The blue mosque, known officially as the Sultanahmet Mosque, opened in 1616 and is the most famous in Turkey.
Its popular name was a reference to the fine blue Iznik tiles in its main prayer room.
The Vatican City spokesperson described it as a gesture of inter-religious harmony and a joint “moment of silent adoration” of God.
Pope Francis took off his shoes as he entered the huge mosque before bowing his head in prayer for several minutes, facing Mecca and standing next to Istanbul’s Grand Mufti Rahmi Yaran.
A similar act by his predecessor Pope Benedict in 2006 drew criticism from conservative Catholics and some Muslims.
Halil Cil, 24, a hospital worker from Istanbul, said there was need to show respect for each other’s beliefs.

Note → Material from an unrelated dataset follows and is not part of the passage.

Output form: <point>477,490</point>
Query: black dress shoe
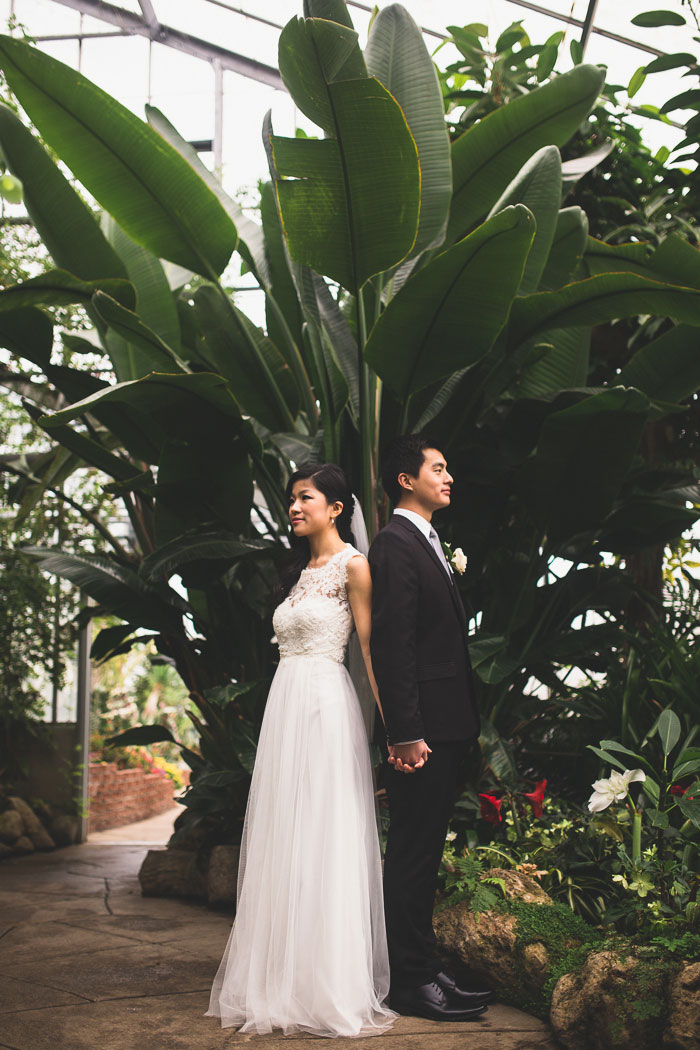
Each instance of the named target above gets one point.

He said God willing the pope’s visit would help in this respect.
“We want to practice our religion in peace, as we want people to understand Islam,” he said. “More so we don’t want war. Islam is a religion of peace.
Hundreds of people, many of them tourists, watched from behind police barriers as the pope then walked to the nearby Aya Sofya museum, once the Christian church Hagia Sophia.
A group of school children waving Turkish and Vatican flags chanted “Long live Pope Francis” in Italian as the Muslim call to prayer rang out across the Sultanahmet square, the heart of Istanbul’s historic quarter.
Pope would later in the day, celebrate Mass at the Catholic Cathedral of the Holy Spirit and then meet the leader of the Orthodox Church, Bartholomew.
Discussions at Bartholomew are expected to focus on healing the schism in the Christian Church in 1054 that divided Rome and Constantinople.
Islamic State insurgents have captured swathes of neighbouring Syria and Iraq, persecuting and killing Shi’ite Muslims, Christians and others who do not share their ultra-radical brand of Sunni Islam.